The festival takes place annually in October and involves several elaborate ritual prayers led by the Ooni. It is marked in a carnival-like atmosphere and is attended by people of all ages. Olojo has remained popular in Ile-Ife because it is the only day in the year believed to be specially blessed by Olodumare (the Creator of the universe).

Aside from this, the Olojo is regarded as the celebration of first dusk and dawn, and creation of the universe. The ancient city will play host to indigenes and non-indigenes in the town, expected to come out in their multitudes to celebrate the annual festival.

All the major streets in the town will wear new looks in preparation for the festival. Besides, the whole town will be agog as the Ooni of Ile-Ife, Oba Adeyeye Enitan Ogunwusi, Ojaja II, will for the second time since his enthronement in 2015, wear the sacred Are crown.

The crown is made of 151 items, parts of which are a cutlass and a hoe. It is also believed that the crown weighs over 60kg and is worn once a year during the Olojo festival.

Olojo festival It is expected that major gods of the ancient town are appeased during this period. Regarded as the biggest festival on the culture calendar of Ile-Ife, the Olojo festival is celebrated in remembrance of Ogun, the god of iron who is believed to be the first son of Oduduwa as well as the creation of the world according to Yoruba mythology.


Annual ritual:

On the day of the festival, the Ooni of Ife appears after several days in seclusion and denial, communing with the ancestors and praying for his people. The days in seclusion are to make him pure and ensure the efficacy of his prayers.

Prior to his emergence, women from his maternal and paternal families sweep the palace, symbolically ridding the palace of evil. After this ritual, the Ooni of Ife appears in public with the Are crown.

Historically, the crown is believed to be the original crown used by Oduduwa to lead a procession of traditional chiefs and priests to perform at the shrine of Ogun.

The next stage of the ceremony is to lead the crowd to Okemogun’s shrine. At the shrine, the progenitor of Oduduwa performs duties including the renewal of oath, divination for the Ooni at the foot of Oketage hill by Araba (Chief Priest), as well as visiting places of historical importance.

Also, the traditional chiefs with the swords of office marked with chalk and camwood, appear in ceremonial attire and dance to rhythms from Bembe, a traditional drum.

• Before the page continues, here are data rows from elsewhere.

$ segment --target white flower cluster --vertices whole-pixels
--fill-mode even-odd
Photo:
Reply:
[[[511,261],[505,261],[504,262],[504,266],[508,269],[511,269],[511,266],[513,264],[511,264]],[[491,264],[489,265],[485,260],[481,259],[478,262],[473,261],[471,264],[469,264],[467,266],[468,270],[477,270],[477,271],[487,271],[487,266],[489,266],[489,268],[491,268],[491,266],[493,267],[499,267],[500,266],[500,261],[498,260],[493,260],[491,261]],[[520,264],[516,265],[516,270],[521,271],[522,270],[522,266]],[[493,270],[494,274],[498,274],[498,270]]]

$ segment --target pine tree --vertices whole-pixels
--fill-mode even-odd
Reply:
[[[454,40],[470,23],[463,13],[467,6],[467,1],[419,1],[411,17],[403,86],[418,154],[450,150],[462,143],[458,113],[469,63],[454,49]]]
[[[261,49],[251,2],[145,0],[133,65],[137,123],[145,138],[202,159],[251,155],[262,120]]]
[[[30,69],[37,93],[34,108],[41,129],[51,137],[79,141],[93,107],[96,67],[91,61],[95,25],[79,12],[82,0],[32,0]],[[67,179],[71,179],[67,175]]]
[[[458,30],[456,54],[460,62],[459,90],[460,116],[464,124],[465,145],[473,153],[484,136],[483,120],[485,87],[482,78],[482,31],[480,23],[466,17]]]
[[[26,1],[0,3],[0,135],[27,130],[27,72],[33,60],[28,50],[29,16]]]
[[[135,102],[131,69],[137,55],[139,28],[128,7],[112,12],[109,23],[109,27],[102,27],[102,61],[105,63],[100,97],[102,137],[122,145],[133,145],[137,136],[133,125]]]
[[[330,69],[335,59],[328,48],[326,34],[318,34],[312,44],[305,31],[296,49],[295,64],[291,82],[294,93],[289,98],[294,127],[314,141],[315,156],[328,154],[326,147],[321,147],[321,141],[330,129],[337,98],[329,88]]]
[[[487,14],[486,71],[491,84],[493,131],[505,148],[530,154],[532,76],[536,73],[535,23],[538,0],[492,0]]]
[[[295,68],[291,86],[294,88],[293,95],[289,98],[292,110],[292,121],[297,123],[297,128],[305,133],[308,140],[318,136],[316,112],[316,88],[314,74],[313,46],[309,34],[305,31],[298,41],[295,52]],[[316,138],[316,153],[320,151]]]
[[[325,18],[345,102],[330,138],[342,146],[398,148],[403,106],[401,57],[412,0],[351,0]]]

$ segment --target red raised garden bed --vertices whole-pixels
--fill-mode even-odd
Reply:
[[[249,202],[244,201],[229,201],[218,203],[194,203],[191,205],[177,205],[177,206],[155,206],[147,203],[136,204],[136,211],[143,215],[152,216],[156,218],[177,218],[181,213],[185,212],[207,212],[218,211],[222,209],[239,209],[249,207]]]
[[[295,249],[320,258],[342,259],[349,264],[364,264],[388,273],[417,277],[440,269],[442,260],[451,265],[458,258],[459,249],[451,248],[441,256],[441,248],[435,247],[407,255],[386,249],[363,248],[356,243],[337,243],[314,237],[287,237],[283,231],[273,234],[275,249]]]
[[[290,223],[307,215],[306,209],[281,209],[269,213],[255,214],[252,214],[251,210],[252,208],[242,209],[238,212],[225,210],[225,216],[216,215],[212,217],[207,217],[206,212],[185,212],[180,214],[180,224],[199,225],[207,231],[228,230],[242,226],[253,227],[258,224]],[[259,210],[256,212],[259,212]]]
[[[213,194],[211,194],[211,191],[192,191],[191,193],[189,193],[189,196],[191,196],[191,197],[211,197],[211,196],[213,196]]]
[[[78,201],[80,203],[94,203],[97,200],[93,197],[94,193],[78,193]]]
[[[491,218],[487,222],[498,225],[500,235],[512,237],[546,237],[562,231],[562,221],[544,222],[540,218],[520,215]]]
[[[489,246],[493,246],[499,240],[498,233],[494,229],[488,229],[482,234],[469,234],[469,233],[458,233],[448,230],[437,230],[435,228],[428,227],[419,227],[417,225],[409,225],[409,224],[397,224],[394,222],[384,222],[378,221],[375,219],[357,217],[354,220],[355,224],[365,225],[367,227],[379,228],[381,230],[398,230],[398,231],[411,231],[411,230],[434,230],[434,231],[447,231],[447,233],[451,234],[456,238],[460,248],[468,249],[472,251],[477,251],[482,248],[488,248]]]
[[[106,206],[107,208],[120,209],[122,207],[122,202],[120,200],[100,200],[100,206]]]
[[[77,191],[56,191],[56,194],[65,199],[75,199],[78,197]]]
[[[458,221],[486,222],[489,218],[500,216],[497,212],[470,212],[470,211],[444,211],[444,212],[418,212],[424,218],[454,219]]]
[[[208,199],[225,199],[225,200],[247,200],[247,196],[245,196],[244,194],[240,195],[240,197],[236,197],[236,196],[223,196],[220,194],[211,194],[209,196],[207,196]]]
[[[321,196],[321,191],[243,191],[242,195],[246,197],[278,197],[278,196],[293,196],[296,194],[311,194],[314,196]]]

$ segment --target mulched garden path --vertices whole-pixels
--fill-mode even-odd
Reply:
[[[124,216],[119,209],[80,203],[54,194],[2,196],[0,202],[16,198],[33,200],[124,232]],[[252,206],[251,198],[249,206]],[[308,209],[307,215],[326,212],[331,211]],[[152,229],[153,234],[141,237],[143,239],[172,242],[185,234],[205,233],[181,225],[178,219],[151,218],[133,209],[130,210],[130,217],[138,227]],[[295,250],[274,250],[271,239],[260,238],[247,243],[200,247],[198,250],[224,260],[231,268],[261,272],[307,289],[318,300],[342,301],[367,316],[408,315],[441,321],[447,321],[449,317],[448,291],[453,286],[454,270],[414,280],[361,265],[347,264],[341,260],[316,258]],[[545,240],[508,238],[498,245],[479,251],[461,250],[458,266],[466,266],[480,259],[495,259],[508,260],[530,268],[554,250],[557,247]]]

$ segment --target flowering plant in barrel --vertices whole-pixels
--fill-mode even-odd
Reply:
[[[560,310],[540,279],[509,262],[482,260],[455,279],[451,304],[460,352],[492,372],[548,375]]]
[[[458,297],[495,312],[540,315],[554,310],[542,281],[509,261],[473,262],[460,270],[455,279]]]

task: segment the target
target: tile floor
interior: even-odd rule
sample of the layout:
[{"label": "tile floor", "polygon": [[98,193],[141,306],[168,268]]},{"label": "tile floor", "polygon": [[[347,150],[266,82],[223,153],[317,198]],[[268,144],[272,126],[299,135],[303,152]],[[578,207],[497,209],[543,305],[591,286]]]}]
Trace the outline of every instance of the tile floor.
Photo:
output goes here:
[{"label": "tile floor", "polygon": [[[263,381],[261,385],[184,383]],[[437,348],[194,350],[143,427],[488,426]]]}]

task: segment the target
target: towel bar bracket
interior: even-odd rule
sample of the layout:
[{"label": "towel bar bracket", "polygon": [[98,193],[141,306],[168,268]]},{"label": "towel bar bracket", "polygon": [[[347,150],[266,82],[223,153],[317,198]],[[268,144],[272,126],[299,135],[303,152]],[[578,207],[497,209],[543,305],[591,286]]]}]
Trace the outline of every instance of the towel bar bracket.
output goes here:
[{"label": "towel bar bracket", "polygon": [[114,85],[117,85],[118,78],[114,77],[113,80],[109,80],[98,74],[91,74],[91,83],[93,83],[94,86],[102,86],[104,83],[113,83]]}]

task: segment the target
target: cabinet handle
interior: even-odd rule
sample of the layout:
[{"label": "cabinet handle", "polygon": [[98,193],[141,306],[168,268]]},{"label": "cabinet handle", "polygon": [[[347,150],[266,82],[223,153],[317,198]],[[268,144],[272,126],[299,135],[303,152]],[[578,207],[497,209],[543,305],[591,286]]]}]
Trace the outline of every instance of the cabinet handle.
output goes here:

The style of drumming and singing for each chief is different. Only the Ooni can dance to the drum called Osirigi. Olojo has remained popular in Ile-Ife because of its myth and history as it connotes the day in the year specially blessed by Olodumare, the creator of the universe. Prayers are offered for peace and tranquillity in Yorubaland and Nigeria.

Tradition holds that Ile-Ife is the cradle of the Yoruba, the city of survivors, spiritual seat of the Yoruba, and land of the ancients.

Ooni starts 7-day seclusion

In preparation for the 2017 edition of the festival, the Ife monarch went into seclusion and is expected to offer prayers for the town and the country.

Prior to the seclusion, the Ooni visited Ile mole, a shrine in Moore for prayers after which, he moved to the seclusion where he remained incommunicado till this evening.

Giving insight to what he will be doing during the seclusion, the Ooni of Ife told newsmen that during the period, he would offer prayers for the country and its leadership.

According to the monarch, during the seclusion, he would not be receiving visitors nor see outside. He said: “Our ancestors will be appeased during the period and by the time I re-emerge on Saturday for the grand finale, the rites will be concluded.” Speaking further, he said the festival “is a celebration of the creation of the universe and many visitors from within the country and the diaspora will come around to celebrate with us.

My duty is specifically to offer prayers and that I will do to the best of my ability.” On the significance of the festival, the royal father said Olojo is the celebration of first dusk and dawn and creation of the universe, with an assurance to work towards promoting further, all notable cultural festivals in Yorubaland.